Articles in various languages

I need your advice again. In an effort to further reduce the database and provide more accurate results I am trying to exclude various types of "words" (lexemes or tokens to be precise). First, I removed all format specifiers, like %s. Next, I decided to reduce the number of words that don't carry any meaning. An obvious example from English language is the article "the". Looking up "the" in open-tran won't display any results, because the engine considers this phrase empty (no words). However, I speak only English and German. Together with my girlfriend and Wikipedia we prepared the following list of articles in several European languages:
CodeLanguageList of ignored lexemes
deGermandas, dem, den, der, deren, des, dessen, die, ein, eine, einem, einen
enEnglisha, an, the
esSpanishel, la, las, los, una, uno, unas, unos
frFrenchla, le, les, un, une
itItaliani, il, lo, gli, la, le, un, uno, una
plPolishby
ptPortugueseo, os, a, as, um, uns, uma, umas
I am planning to add Dutch articles (de, een, het) in the future, too. As you can see, my table covers only 7 languages and open-tran supports more than 90. So I hope that maybe you could help me assembling similar lists for the remaining languages.

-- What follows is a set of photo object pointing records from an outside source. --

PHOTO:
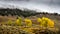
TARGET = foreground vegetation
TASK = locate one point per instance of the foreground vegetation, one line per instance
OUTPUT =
(42, 24)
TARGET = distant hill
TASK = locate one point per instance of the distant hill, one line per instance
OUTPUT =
(20, 12)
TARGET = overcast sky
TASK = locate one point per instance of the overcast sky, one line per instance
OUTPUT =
(44, 5)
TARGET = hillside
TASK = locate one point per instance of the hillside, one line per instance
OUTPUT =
(7, 14)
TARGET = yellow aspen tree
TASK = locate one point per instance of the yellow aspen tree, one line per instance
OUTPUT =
(50, 23)
(28, 22)
(39, 20)
(9, 22)
(19, 21)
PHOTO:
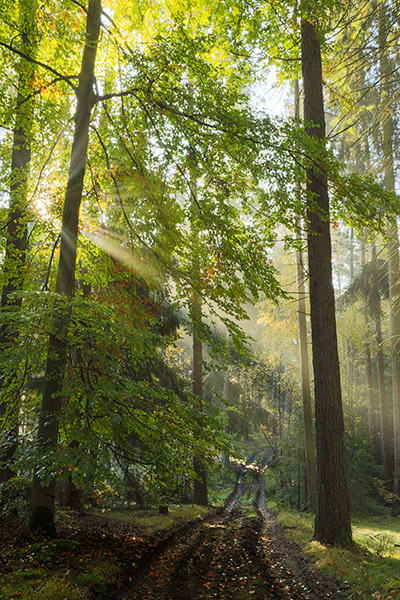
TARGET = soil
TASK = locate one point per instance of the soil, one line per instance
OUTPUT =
(227, 555)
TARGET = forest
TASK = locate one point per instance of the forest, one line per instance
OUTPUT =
(200, 297)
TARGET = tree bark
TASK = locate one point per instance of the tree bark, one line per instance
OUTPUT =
(332, 520)
(386, 429)
(304, 362)
(371, 399)
(200, 492)
(392, 243)
(17, 233)
(43, 492)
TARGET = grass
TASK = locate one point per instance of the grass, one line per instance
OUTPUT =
(63, 569)
(372, 568)
(151, 520)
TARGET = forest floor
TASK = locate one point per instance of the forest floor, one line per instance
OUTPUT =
(228, 554)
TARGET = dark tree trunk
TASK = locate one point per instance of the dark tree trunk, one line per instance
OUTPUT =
(392, 244)
(43, 495)
(371, 397)
(17, 232)
(200, 492)
(386, 428)
(304, 362)
(332, 520)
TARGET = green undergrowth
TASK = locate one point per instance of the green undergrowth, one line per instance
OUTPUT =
(53, 570)
(151, 520)
(82, 569)
(372, 568)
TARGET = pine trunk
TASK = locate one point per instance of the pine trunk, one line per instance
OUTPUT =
(200, 492)
(304, 362)
(392, 242)
(17, 233)
(43, 493)
(332, 520)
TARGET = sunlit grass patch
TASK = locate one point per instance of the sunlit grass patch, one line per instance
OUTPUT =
(372, 568)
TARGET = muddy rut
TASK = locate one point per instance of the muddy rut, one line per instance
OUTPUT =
(228, 556)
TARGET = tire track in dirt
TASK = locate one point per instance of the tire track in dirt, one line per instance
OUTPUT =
(228, 556)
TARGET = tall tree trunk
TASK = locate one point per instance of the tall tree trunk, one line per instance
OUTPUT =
(304, 362)
(43, 492)
(371, 398)
(200, 493)
(385, 421)
(17, 233)
(332, 519)
(392, 243)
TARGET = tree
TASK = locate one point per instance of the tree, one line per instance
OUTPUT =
(43, 492)
(332, 520)
(17, 232)
(304, 362)
(392, 240)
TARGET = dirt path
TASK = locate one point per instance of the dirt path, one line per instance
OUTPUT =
(229, 556)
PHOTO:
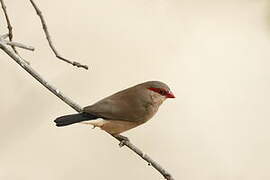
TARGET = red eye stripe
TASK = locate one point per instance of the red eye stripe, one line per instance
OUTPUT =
(161, 91)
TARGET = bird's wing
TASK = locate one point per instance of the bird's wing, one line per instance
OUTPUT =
(123, 106)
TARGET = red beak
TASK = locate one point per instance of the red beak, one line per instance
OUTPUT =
(170, 95)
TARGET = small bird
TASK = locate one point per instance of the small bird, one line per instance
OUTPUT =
(123, 110)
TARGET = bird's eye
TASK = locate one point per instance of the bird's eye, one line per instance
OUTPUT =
(162, 92)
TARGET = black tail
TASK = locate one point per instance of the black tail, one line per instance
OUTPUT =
(73, 118)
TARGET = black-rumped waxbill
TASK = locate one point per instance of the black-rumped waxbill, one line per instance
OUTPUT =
(123, 110)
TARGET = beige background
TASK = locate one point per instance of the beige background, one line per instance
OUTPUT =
(215, 55)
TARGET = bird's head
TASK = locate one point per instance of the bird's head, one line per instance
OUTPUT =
(157, 90)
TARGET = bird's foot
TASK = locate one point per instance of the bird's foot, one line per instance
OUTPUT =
(122, 139)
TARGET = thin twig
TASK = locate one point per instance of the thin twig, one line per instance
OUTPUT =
(10, 33)
(20, 45)
(48, 36)
(78, 108)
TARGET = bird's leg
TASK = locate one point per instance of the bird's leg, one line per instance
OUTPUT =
(122, 139)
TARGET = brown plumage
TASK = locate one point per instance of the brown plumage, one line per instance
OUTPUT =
(123, 110)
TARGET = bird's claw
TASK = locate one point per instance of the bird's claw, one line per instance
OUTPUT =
(123, 140)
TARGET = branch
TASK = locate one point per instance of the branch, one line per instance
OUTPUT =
(10, 33)
(48, 36)
(76, 107)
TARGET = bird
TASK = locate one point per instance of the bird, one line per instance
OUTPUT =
(123, 110)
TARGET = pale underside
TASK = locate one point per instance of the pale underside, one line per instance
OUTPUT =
(112, 126)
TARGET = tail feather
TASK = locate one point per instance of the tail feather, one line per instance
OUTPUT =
(73, 118)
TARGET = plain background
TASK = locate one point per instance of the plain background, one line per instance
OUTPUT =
(215, 55)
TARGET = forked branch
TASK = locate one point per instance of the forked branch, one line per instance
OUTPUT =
(48, 36)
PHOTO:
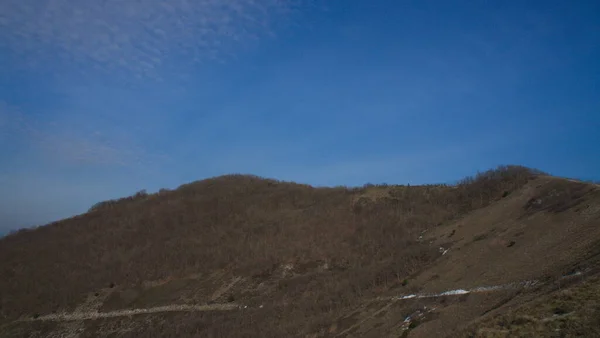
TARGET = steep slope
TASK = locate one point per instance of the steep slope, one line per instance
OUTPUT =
(243, 256)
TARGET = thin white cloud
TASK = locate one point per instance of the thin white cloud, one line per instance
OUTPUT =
(70, 144)
(138, 36)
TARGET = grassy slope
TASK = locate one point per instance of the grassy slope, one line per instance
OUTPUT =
(312, 256)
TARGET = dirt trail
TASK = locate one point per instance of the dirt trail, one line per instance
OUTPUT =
(78, 316)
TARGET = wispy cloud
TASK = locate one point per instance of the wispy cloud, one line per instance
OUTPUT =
(140, 36)
(66, 143)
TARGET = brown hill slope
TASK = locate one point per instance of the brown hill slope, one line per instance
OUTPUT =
(299, 260)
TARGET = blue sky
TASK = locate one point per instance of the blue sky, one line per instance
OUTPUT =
(99, 99)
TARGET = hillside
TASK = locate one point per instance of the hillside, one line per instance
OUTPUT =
(243, 256)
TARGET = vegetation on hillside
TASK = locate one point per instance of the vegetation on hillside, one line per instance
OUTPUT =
(247, 225)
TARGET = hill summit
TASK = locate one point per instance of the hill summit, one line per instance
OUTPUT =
(507, 252)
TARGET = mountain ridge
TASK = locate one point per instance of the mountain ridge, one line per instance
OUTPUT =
(308, 256)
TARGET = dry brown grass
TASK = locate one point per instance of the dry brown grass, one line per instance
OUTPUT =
(248, 226)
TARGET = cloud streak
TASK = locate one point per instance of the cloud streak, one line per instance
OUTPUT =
(141, 37)
(70, 144)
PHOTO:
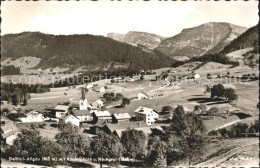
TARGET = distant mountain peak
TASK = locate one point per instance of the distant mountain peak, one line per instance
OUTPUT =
(148, 40)
(210, 37)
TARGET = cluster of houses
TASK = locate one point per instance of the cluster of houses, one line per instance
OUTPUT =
(83, 112)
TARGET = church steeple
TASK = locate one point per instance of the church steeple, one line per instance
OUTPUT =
(83, 102)
(83, 94)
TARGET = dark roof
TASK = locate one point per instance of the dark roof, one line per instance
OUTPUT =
(74, 105)
(3, 118)
(8, 129)
(125, 125)
(67, 116)
(122, 116)
(81, 112)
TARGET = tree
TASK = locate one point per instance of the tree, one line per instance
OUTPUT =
(75, 144)
(15, 99)
(190, 132)
(208, 89)
(142, 77)
(106, 146)
(133, 142)
(125, 101)
(237, 129)
(157, 152)
(119, 96)
(177, 118)
(25, 102)
(201, 108)
(167, 109)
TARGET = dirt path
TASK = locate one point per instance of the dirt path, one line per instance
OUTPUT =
(222, 158)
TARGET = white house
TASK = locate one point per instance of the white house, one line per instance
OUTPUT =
(100, 115)
(60, 110)
(98, 104)
(70, 119)
(148, 115)
(82, 115)
(142, 95)
(196, 76)
(102, 89)
(83, 102)
(32, 116)
(9, 131)
(90, 86)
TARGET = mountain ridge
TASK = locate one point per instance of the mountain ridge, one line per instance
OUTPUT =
(148, 40)
(208, 38)
(75, 51)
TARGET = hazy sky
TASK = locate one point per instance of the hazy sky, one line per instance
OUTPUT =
(99, 18)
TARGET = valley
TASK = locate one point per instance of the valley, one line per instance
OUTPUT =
(157, 89)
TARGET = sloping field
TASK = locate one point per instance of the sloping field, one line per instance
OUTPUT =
(238, 54)
(219, 122)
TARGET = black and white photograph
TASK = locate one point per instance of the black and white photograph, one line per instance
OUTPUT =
(105, 84)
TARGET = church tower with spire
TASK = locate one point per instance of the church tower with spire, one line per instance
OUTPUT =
(83, 102)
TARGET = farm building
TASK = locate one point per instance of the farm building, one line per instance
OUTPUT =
(146, 114)
(146, 130)
(82, 115)
(83, 102)
(90, 86)
(70, 119)
(8, 131)
(97, 105)
(100, 115)
(58, 110)
(100, 89)
(121, 117)
(32, 116)
(142, 95)
(110, 128)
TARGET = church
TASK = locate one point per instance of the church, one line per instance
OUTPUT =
(82, 113)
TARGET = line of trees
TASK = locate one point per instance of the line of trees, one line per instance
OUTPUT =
(220, 91)
(238, 130)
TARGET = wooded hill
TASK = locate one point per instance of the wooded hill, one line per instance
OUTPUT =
(77, 51)
(250, 38)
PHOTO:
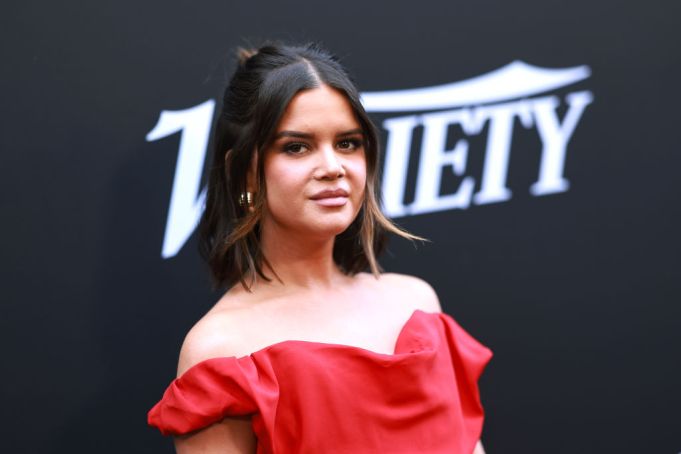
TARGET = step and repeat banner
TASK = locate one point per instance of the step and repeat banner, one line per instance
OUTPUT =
(535, 144)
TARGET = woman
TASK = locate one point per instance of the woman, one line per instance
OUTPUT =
(306, 352)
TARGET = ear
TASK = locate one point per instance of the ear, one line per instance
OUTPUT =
(252, 174)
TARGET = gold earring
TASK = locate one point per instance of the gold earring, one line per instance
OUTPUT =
(246, 199)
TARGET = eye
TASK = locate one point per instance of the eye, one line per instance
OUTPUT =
(350, 144)
(295, 148)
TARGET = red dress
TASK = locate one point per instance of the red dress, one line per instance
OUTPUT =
(313, 397)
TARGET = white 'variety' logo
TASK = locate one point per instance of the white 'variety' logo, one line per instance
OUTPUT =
(496, 98)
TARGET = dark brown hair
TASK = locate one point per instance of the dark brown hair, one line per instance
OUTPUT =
(254, 101)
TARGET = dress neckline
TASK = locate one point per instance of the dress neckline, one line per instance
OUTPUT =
(328, 345)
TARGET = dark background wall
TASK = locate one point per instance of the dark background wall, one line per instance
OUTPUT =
(576, 292)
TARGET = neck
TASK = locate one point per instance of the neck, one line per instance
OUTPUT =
(299, 260)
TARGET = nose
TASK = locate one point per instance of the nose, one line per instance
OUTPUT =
(330, 165)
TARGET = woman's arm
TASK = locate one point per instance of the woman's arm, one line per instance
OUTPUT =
(229, 436)
(215, 336)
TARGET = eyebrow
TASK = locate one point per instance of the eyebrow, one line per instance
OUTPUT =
(305, 135)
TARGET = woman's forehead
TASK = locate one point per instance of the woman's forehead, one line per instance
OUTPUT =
(321, 108)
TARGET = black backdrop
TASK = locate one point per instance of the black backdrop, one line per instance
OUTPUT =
(577, 292)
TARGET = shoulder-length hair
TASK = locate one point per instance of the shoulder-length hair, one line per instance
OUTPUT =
(258, 93)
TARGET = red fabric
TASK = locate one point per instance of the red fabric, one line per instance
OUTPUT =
(319, 397)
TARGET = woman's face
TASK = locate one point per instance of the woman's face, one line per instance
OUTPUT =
(315, 169)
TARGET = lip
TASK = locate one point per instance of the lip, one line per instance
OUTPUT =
(331, 197)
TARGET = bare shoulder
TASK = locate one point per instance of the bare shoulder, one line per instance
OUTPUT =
(418, 292)
(219, 333)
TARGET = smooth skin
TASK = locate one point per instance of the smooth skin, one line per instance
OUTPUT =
(319, 147)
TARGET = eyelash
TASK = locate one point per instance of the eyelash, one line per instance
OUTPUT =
(294, 147)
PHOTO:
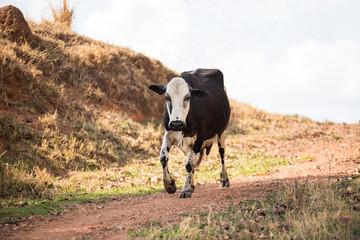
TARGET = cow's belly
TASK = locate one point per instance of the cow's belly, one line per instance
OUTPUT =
(185, 143)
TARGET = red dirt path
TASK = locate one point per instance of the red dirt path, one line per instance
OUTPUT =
(330, 160)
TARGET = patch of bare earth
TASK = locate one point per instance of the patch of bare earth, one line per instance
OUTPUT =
(334, 151)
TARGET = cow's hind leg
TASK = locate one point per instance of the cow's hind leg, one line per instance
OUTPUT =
(169, 182)
(224, 180)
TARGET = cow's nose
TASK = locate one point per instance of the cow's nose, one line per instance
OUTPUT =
(176, 125)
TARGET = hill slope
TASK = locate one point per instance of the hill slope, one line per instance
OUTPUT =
(71, 106)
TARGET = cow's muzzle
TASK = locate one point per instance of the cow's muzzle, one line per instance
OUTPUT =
(177, 125)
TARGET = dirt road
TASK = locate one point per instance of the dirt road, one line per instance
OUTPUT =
(112, 220)
(331, 158)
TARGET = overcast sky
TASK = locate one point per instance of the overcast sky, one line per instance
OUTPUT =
(290, 57)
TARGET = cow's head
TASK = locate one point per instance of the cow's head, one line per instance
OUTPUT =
(178, 95)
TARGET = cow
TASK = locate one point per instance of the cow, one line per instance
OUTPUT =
(196, 115)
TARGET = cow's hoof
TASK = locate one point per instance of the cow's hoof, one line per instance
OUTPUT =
(185, 194)
(225, 183)
(172, 188)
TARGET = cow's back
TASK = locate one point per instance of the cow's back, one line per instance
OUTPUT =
(213, 113)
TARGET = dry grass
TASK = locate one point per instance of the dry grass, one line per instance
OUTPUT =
(68, 103)
(63, 13)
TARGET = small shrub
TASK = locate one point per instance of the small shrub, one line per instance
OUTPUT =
(63, 13)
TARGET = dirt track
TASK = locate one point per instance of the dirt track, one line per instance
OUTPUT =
(112, 220)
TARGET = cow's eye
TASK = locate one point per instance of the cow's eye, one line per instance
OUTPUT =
(187, 98)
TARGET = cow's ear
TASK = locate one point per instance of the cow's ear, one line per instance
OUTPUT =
(159, 89)
(198, 93)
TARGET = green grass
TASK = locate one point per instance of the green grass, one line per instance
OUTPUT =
(299, 211)
(59, 203)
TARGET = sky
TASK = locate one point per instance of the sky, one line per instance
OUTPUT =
(283, 56)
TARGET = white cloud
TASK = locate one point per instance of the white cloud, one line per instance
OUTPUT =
(312, 76)
(145, 26)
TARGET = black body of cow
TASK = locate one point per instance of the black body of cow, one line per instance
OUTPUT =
(207, 116)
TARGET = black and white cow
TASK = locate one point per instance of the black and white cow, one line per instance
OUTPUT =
(196, 115)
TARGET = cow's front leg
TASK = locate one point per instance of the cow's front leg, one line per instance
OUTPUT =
(169, 182)
(224, 180)
(189, 185)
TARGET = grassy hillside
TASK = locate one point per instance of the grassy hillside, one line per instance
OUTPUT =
(68, 102)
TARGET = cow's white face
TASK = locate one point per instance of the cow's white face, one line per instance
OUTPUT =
(177, 95)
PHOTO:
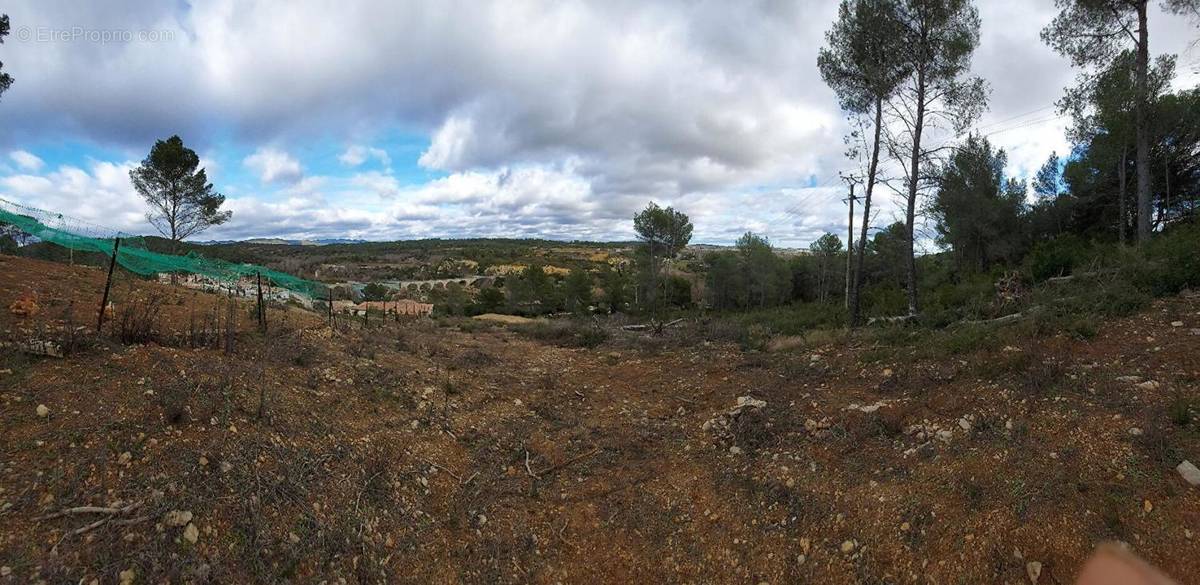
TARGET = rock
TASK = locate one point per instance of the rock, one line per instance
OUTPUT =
(191, 534)
(1189, 472)
(177, 518)
(749, 400)
(1033, 568)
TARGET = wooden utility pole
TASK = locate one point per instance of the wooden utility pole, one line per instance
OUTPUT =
(108, 283)
(259, 277)
(850, 246)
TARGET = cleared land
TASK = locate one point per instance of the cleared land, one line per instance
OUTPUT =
(472, 453)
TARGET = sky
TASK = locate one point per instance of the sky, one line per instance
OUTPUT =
(395, 120)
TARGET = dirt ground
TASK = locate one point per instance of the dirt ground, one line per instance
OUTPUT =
(417, 453)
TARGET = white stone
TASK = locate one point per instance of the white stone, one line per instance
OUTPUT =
(1033, 568)
(177, 518)
(191, 534)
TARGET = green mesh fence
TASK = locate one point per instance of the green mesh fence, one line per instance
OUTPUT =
(133, 254)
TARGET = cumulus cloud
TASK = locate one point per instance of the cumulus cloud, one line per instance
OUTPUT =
(274, 166)
(27, 161)
(708, 103)
(100, 195)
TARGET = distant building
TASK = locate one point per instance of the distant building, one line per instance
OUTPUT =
(399, 307)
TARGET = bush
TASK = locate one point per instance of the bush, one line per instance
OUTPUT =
(1169, 264)
(565, 333)
(1059, 257)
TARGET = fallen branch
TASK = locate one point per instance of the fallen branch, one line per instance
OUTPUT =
(528, 469)
(561, 465)
(89, 510)
(889, 319)
(456, 476)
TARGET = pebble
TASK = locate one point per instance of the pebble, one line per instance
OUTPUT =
(191, 534)
(1033, 568)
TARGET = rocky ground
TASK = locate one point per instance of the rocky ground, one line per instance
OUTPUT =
(468, 453)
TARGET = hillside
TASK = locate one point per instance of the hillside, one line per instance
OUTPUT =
(459, 451)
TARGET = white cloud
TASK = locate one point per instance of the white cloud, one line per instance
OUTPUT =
(27, 161)
(357, 155)
(101, 197)
(274, 166)
(555, 116)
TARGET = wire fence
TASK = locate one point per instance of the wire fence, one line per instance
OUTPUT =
(135, 255)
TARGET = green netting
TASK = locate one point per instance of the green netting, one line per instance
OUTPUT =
(133, 254)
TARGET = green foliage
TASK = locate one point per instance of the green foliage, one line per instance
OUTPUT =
(663, 234)
(978, 211)
(750, 276)
(5, 78)
(863, 61)
(1169, 264)
(577, 290)
(490, 300)
(616, 289)
(567, 332)
(1059, 257)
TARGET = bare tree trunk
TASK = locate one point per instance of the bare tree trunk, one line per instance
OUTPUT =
(873, 168)
(913, 180)
(850, 246)
(1121, 199)
(1144, 203)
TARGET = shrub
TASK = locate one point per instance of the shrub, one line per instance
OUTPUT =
(1059, 257)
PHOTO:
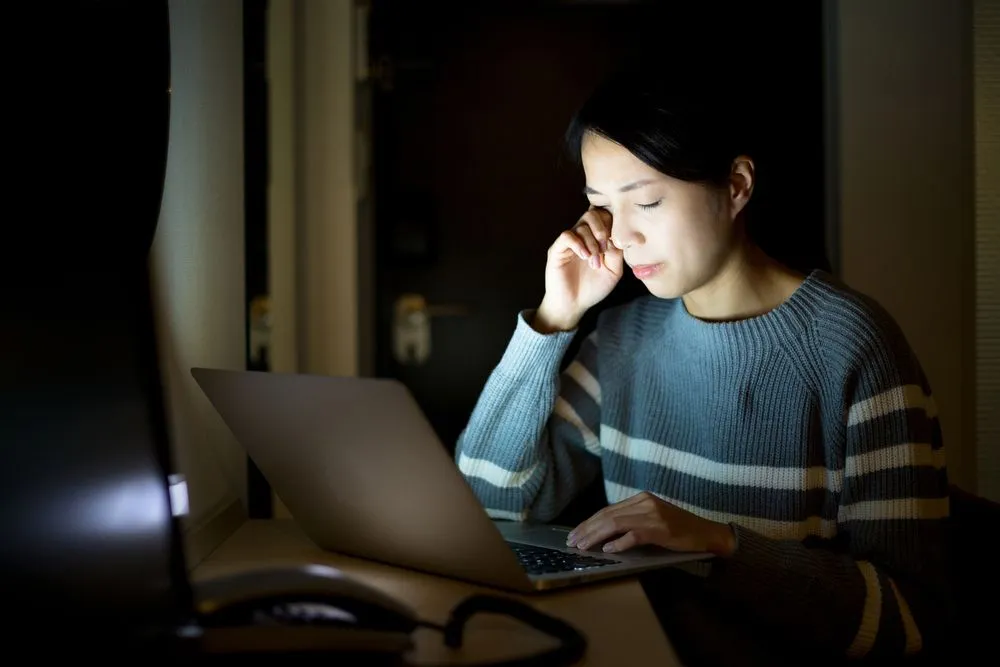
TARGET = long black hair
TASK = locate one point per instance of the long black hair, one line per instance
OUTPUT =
(691, 125)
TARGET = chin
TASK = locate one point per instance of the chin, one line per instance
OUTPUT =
(663, 289)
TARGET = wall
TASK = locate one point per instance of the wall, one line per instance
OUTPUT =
(312, 219)
(326, 198)
(197, 259)
(986, 36)
(903, 114)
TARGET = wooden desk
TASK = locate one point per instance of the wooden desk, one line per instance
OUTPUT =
(616, 617)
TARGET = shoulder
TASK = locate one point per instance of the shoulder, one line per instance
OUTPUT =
(857, 334)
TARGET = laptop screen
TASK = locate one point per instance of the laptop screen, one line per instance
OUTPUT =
(90, 543)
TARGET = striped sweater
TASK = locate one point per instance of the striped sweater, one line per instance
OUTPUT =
(810, 429)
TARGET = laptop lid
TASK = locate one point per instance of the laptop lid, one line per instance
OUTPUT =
(362, 471)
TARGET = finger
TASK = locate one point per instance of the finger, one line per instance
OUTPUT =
(599, 222)
(627, 506)
(598, 529)
(585, 233)
(599, 516)
(569, 241)
(611, 527)
(627, 541)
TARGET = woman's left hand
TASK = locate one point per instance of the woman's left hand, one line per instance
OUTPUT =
(646, 519)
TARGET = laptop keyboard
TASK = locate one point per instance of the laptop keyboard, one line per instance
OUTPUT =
(540, 560)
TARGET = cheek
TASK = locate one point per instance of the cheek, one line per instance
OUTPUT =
(683, 232)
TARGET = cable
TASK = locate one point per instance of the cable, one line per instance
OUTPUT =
(572, 644)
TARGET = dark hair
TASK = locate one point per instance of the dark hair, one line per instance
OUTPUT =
(686, 125)
(678, 125)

I am aware that suffixes may be used as articles in some languages (e.g. Romanian) and if you have any idea on how to tackle this issue without integration of expensive, language-specific dictionaries, then let me know.

If you have other ideas on how to improve the accuracy and/or limit the number of records stored in the database - I will appreciate your feedback. Leave a comment here, or send an e-mail to open-tran@groups.google.com. Thanks!

6 comments:

Anonymous said...

Adpositions are good candidates for beeing ignored.

Anonymous said...

I'm not familiar with the algorithms used for matching, but was wondering if stemming might help. You can look at snowball for that. As for Afrikaans (af), you can use " 'n, die " as our two articles. Some of the other South African languages are harder, since there are no articles used in this way.

elchevive said...

hi...

in pt and pt_BR you can add the following too:
"de, da, das, do, dos -> means 'of'; em, na, nas, no, nos -> means 'in'". Thinking better, the "nos" you can leave, because of the word "nós" which means 'us' in pt.

Regards,

Luiz

Anonymous said...

For french :
(un, une) plural = "des"
of = "de" or "d'" (before a vowel)
le = "l'" before a vowel

Do you need My, His, Her, Their etc. ?

Anonymous said...

You can add «l'» and «un'» to Italian articles; they are used before vowels without spaces before the following word. See http://it.wikipedia.org/wiki/Articolo_(grammatica)

Kevin Brubeck Unhammer said...

Norwegian Bokmål:
en, ei, et, den, det

Norwegian Nynorsk:
ein, ei, eit, den, det

Georgian (Kartuli) has no articles (no definiteness marking).

BTW, have you tried looking at frequency lists for the various languages? If you find words of <= 3 characters in the top 10, you could likely cull them out. Actually, for a large enough corpus, the top 10 will probably be quite useless for your purposes; or?